Big Content/Big Data Quickies
My interactions article Content, The Once And Future King has just come out. Here are some other examples, articles, resources, and so on that build on the topics of Big Content and Big Data that I explored.
99 Problems (Explicit Political Remix) [YouTube] – Jay-Z’s 99 Problems “covered” by Barack Obama. Astonishing.
Look to the skies. The flying saucers will always be there [MetaFilter] – Overview of Dickie Goodman and break-in records.
After Buchanan and Goodman got sued for copyright violations, they exploited the situation for more publicity, by releasing Buchanan and Goodman on Trial, in which the district attorney was portrayed by Little Richard. Their actual trial turned out even better, establishing a precedent for parodic fair use quotations of hit records, as long as copyright holders were compensated. Goodman would then spend several decades making more “break-in” records, where snippets from Top 40 hits were used to “break in” with commentary on the action. Because the records exploited contemporary news events and pop cultural trends, Goodman’s break-in records sound like little time capsules, inspired by topics as varied 50s folk music (The Banana Boat Story), Sputnik (Santa and the Satellite), Westerns (The Flying Saucer Goes West), monster movies (Frankenstein ’59/Frankenstein Returns), the Cold War (Russian Bandstand), TV cop shows (the Touchables in Brooklyn), the Berlin Wall (Berlin Top Ten), the 1968 Democratic convention (On Campus), the Apollo moon landing (Luna Trip), blaxploitation (Superfly Meets Shaft), Richard Nixon (Watergrate), and gas shortages (Energy Crisis ’74)
Raiders of the Lost Archives [YouTube] – “Shot-by-shot comparison of ‘Raiders of the Lost Ark’ vs. scenes from 30 different adventure films made between 1919-1973.
Big data: The next frontier for innovation, competition, and productivity [McKinsey] – Definitive report on Big Data, with downloadable reports, podcasts, and more.
The amount of data in our world has been exploding, and analyzing large data sets-so-called big data-will become a key basis of competition, underpinning new waves of productivity growth, innovation, and consumer surplus, according to research by MGI and McKinsey’s Business Technology Office. Leaders in every sector will have to grapple with the implications of big data, not just a few data-oriented managers. The increasing volume and detail of information captured by enterprises, the rise of multimedia, social media, and the Internet of Things will fuel exponential growth in data for the foreseeable future
How Big Data Became So Big [NYT] – A brief cultural history of the concept of Big Data and how it’s tipped into the mainstream this past year.
Rising piles of data have long been a challenge. In the late 19th century, census takers struggled with how to count and categorize the rapidly growing United States population. An innovative breakthrough came in time for the 1890 census, when the population reached 63 million. The data-taming tool proved to be machine-readable punched cards, invented by Herman Hollerith; these cards were the bedrock technology of the company that became I.B.M.
The Ethnographer’s Complete Guide to Big Data: Small Data People in a Big Data World [Ethnography Matters] – Jenna Burrell has a three-part series of posts looks at qualitative cultural work and both traditional and emerging approaches to larger and larger data sets.
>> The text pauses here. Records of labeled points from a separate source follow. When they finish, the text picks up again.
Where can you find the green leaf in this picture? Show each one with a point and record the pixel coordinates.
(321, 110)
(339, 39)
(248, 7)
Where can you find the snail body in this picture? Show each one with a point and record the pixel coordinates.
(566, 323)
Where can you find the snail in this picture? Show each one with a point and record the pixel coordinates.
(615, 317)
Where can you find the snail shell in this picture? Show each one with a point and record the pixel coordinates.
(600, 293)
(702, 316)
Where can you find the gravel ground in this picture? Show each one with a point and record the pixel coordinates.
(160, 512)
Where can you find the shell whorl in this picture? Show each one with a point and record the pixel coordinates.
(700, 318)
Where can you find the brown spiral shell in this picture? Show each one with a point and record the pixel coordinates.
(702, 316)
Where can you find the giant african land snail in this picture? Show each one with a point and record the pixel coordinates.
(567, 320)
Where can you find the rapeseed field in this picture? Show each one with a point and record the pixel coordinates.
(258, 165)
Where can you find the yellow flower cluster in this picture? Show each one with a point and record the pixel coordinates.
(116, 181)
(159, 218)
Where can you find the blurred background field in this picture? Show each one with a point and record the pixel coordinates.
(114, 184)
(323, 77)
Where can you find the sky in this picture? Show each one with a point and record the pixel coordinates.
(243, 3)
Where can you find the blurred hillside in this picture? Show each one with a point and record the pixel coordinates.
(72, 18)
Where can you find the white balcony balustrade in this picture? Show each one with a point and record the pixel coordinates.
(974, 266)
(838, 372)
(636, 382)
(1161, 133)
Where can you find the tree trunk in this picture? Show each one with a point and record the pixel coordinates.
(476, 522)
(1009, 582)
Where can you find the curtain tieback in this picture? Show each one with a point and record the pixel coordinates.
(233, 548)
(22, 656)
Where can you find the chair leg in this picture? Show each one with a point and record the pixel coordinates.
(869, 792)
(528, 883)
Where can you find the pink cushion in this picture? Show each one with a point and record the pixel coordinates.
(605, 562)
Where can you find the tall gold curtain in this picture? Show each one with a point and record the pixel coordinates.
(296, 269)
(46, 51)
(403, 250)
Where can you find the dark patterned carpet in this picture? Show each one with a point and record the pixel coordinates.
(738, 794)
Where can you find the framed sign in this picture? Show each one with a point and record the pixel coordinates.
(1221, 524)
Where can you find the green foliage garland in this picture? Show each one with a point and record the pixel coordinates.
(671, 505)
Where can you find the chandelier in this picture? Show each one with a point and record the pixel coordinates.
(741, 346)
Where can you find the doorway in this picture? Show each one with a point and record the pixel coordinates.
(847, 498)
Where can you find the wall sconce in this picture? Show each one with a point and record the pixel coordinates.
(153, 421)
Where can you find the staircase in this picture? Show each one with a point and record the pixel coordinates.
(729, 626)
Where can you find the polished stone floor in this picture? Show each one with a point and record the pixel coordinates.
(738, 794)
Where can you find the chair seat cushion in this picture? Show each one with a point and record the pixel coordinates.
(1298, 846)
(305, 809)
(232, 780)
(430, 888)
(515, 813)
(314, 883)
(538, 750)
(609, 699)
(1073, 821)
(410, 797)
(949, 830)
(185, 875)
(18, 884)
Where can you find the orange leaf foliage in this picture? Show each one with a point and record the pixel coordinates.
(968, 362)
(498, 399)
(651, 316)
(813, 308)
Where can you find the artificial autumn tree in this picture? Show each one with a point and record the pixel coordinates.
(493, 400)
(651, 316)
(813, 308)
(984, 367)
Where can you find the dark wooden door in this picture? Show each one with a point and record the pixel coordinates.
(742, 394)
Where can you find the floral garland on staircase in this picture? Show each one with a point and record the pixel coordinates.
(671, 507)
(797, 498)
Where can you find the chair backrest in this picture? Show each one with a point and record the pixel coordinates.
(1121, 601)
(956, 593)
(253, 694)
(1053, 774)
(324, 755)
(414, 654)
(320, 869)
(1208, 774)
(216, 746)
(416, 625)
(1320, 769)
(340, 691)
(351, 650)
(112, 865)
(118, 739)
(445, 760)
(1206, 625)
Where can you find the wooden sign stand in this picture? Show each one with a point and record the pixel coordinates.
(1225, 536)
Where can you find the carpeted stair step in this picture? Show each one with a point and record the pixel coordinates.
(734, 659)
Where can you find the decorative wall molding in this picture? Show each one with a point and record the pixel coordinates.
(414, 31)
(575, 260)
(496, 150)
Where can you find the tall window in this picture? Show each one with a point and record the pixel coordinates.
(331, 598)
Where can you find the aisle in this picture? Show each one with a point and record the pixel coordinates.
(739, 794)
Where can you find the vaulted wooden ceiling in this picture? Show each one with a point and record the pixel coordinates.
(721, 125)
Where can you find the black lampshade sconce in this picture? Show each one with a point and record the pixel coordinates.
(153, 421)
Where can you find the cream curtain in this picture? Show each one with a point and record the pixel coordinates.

Being an ethnographer makes me more of a “small data” person. It seems counter-intuitive at first, but I find there are good, sound reasons to sometimes forgo the opportunity to collect more data. This gets to ever present questions about how much is sufficient when doing qualitative or, more specifically, ethnographic research (i.e. how many people to interview? how many months to spend in the field? etc). I find memory limits are an important bounding factor. Can I remember key points from each interview, distinctive elements of that individual’s story? Can I recall the setting and some of the things I observed there? Reading a transcript or my field notes, can I put myself back in that time and place? To have good recall and mastery of your data helps you to move through it with agility and to draw the kinds of surprising thematic connections across data that make ethnographic work, at times, profound.
Designing for Big Data [Jeffrey Veen] – A 20-minute talk from Web2.0 Expo in San Francisco. Veen describes how “technology has enabled massive amounts of data to be recorded, stored, and analyzed. Putting those things together has resulted in some fascinating innovations that echo data visualization work that’s been happening for centuries.”